While serving from 1975 to 1987 as director of the Museum of Fine Arts, Boston, Dr. Fontein shared his enthusiasm about art and ancient centuries with hundreds of thousands of visitors who poured into the blockbuster shows that the MFA staged. He also ushered the institution into the modern era of museums as cultural marketplaces, overseeing the fund-raising and creation of the I.M. Pei-designed west wing that included expansive shops, restaurants, auditoriums, and galleries.
Dr. Fontein, a renowned Asian art curator and historian who restored the MFA to solid financial footing when he took over after a period of internal strife at the museum, died May 19 in The Stone Institute skilled care facility in Newton Upper Falls, not far from his Newton Highlands home. He was 89 and had been treated for Parkinson’s disease and other illnesses.
As the MFA’s director, Dr. Fontein guided the museum with “his leadership, the depth and breadth of his learning, and his discriminating taste and judgment,” Seymour Slive, the late Harvard University art historian, wrote in an introduction to the 1987 book “Art for Boston: A Decade of Acquisitions Under the Directorship of Jan Fontein.”
Dr. Fontein will be remembered “as one of the great directors of the Museum of Fine Arts,” the MFA’s three presidents during his tenure – Howard W. Johnson, Lawrence E. Fouraker, and Richard D. Hill – wrote in the book’s preface.
The MFA added more than 10,600 objects to its permanent collection while Dr.

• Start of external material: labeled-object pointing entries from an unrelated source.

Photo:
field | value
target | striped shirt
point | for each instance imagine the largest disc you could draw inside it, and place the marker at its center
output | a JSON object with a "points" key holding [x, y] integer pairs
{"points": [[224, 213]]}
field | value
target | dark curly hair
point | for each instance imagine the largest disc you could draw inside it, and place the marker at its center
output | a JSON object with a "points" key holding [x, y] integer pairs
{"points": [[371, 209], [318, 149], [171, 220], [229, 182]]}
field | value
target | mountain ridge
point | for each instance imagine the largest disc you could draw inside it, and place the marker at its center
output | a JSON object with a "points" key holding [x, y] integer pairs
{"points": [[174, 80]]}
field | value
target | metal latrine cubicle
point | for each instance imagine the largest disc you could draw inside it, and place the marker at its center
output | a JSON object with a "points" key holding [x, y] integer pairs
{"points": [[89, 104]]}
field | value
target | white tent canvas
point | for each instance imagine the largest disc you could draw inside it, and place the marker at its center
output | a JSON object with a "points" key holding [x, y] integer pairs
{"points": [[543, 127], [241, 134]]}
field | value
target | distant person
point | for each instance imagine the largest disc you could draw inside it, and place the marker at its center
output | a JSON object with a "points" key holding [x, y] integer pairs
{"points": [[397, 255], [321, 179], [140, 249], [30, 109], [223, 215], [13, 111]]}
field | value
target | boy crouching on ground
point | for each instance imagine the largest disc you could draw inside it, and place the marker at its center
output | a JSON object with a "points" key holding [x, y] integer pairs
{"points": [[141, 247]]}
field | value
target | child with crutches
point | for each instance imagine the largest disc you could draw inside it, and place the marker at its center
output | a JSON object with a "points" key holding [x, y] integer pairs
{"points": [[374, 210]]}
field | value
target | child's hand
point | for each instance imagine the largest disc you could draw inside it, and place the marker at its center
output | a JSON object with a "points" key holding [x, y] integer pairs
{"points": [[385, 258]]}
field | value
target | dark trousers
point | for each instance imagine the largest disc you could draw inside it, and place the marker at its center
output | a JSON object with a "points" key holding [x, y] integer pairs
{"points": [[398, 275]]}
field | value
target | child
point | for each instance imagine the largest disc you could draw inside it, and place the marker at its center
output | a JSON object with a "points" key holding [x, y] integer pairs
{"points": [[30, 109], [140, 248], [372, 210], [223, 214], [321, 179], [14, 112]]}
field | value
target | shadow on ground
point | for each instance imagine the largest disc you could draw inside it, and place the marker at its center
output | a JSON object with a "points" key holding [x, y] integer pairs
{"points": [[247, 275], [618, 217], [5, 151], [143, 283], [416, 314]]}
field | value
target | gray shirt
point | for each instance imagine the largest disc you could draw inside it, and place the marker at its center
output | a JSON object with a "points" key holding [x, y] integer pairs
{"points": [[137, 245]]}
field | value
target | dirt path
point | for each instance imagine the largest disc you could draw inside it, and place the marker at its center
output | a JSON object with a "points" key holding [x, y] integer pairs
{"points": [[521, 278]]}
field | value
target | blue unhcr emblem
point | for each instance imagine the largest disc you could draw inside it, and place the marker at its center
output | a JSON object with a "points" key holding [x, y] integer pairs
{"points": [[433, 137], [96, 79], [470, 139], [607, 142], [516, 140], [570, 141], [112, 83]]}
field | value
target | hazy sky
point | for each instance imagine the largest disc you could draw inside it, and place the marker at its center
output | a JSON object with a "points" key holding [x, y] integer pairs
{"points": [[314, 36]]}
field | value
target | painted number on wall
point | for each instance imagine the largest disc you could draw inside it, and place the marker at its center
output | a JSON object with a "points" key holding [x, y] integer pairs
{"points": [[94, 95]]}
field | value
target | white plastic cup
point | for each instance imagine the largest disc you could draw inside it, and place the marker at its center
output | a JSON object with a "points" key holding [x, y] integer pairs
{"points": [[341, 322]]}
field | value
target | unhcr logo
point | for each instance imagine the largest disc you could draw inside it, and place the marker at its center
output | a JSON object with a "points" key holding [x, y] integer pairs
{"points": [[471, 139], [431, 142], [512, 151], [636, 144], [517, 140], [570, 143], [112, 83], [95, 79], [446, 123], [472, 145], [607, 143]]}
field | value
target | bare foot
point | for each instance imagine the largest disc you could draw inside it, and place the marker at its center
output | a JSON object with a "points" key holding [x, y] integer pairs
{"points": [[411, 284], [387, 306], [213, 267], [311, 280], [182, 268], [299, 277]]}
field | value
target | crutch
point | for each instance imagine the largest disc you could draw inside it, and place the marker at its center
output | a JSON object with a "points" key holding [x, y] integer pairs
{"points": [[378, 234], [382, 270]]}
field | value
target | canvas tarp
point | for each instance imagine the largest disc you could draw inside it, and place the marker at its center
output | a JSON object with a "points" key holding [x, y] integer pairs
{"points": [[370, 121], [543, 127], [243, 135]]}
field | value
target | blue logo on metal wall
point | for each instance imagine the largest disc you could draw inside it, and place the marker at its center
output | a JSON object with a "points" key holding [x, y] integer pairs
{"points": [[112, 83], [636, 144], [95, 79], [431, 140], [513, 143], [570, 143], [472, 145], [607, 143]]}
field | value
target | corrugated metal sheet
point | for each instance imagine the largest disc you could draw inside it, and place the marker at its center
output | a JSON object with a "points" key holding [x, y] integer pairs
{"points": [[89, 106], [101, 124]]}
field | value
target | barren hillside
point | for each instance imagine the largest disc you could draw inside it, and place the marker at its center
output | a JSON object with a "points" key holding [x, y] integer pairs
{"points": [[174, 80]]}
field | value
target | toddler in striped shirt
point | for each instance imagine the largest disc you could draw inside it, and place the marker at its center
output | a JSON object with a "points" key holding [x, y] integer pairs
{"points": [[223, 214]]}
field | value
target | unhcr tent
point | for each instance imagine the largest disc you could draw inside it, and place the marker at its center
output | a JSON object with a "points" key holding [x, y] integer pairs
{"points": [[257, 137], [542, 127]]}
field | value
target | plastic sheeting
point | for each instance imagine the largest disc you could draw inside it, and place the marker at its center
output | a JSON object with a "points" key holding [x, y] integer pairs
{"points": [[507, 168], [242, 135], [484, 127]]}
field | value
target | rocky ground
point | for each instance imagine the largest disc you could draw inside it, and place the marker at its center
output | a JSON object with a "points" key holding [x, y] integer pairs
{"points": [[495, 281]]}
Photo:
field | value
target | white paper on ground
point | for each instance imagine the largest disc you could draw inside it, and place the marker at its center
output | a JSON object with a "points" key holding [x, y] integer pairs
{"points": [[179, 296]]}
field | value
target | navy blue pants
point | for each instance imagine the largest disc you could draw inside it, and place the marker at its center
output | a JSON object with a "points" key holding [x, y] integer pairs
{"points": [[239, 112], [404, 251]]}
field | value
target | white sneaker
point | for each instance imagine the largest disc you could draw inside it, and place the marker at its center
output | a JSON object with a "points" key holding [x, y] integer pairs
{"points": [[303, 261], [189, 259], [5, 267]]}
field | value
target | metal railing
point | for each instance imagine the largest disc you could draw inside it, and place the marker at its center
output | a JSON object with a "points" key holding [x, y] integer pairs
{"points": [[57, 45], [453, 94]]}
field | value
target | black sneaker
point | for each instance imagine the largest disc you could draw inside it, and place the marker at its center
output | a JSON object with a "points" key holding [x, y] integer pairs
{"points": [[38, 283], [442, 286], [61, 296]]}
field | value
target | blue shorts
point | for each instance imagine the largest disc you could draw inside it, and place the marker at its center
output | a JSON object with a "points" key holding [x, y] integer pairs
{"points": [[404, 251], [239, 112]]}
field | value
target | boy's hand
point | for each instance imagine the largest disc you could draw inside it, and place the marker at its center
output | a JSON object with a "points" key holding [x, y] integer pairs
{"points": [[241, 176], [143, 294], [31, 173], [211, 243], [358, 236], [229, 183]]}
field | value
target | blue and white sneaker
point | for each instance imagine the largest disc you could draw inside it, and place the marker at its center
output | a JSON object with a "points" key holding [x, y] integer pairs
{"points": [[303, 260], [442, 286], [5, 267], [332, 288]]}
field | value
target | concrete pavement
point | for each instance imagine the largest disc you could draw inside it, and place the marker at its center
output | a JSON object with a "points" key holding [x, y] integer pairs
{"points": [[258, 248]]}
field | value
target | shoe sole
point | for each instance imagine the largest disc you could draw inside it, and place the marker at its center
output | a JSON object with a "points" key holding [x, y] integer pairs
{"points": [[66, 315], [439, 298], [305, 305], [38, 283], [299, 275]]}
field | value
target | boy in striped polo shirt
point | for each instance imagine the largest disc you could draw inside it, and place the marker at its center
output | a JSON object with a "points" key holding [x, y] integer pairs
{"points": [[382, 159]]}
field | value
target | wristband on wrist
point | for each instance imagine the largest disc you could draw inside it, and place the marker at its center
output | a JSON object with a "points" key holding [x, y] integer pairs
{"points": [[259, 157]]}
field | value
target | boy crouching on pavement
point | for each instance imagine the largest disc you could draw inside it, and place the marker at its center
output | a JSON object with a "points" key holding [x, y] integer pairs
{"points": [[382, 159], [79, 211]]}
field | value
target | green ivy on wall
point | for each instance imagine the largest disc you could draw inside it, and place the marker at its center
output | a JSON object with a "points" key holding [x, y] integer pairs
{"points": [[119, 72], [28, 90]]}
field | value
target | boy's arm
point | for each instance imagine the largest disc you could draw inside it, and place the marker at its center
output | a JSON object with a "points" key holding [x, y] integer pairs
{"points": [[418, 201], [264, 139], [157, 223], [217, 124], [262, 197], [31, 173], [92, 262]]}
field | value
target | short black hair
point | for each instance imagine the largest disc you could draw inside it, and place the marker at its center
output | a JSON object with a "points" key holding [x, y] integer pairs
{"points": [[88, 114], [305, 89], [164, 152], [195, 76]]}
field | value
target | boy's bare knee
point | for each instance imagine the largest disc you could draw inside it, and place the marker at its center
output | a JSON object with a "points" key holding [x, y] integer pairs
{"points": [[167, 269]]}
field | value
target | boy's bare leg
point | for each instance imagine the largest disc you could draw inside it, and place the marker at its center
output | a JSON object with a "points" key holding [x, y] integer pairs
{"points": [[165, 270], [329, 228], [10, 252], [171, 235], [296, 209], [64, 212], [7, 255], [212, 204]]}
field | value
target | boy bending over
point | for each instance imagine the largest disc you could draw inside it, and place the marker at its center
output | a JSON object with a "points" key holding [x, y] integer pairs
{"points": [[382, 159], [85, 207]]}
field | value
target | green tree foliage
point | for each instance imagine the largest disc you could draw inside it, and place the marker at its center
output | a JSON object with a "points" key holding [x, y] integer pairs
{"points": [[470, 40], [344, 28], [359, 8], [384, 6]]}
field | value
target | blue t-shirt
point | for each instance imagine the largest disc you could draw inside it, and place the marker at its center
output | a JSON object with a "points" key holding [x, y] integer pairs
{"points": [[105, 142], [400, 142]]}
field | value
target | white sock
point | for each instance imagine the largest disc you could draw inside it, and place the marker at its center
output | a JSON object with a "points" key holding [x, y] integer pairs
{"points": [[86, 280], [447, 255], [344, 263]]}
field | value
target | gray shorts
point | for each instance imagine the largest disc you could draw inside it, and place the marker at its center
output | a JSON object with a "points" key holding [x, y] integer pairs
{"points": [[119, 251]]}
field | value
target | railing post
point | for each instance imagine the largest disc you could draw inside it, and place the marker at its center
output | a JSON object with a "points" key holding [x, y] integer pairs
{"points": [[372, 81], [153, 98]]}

Fontein was director, including some 3,600 that were purchased, Slive wrote. Dr. Fontein also directed renovations for the Evans Wing and Museum School.

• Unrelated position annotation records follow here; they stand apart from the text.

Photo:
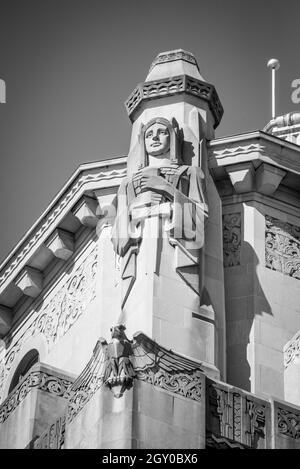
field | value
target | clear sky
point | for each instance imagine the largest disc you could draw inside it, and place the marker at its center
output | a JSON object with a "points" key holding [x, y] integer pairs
{"points": [[69, 65]]}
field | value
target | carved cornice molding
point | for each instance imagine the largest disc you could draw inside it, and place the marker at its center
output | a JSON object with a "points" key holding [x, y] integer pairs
{"points": [[174, 85], [88, 177], [34, 380], [172, 56], [141, 359], [256, 147]]}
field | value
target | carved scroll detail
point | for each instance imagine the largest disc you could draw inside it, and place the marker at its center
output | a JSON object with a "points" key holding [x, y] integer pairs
{"points": [[232, 239], [288, 423], [34, 380], [292, 351], [59, 315], [282, 247]]}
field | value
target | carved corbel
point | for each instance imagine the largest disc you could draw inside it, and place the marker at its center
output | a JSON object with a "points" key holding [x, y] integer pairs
{"points": [[268, 178], [241, 177], [6, 316], [86, 211], [61, 244], [30, 281]]}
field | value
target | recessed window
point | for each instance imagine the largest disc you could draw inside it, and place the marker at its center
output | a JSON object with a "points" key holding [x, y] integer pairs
{"points": [[24, 366]]}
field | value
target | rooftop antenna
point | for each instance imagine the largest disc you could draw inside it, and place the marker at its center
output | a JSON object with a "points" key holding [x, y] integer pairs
{"points": [[274, 65]]}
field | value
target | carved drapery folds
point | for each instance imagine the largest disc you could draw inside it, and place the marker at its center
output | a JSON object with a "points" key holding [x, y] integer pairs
{"points": [[59, 315], [118, 363], [232, 239], [236, 416], [282, 247]]}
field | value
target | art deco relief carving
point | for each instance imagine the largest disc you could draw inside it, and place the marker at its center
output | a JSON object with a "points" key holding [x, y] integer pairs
{"points": [[58, 316], [34, 380], [53, 437], [292, 351], [232, 239], [282, 247], [118, 363], [233, 415], [288, 423]]}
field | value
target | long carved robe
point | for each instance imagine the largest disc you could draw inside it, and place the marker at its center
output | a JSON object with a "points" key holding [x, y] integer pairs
{"points": [[188, 209]]}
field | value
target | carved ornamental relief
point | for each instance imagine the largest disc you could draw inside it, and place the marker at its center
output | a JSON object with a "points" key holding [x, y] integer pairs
{"points": [[232, 239], [59, 315], [282, 247]]}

The $14 million west wing stands as Dr. Fontein’s lasting physical legacy. While it was being built in the late 1970s, the museum opened a branch in the Faneuil Hall Marketplace that kept overall annual attendance level, despite the construction.
In 1981, the west wing opened and housed the Graham Gund Gallery, the Remis Auditorium, and a spacious gallery for traveling shows. The wing’s restaurant, café, gift shop, and auditorium – complete with a movie screen – drew visitors whose spending contributed to the MFA’s finances. “It’s Quincy Market uptown,” Dr. Fontein quipped in 2002. A hands-on director, he worked at the wing’s front desk on opening day, handing out brochures and fielding questions from visitors.
Another significant legacy was the more than $60 million that was raised during his tenure for construction and the MFA’s endowment.
When Dr. Fontein became director, the MFA was losing hundreds of thousands of dollars annually. Several blockbuster shows that were staged on his watch, among them “Pompeii,” “Pissarro,” and “Renoir,” ensured that the museum would remain financially healthy.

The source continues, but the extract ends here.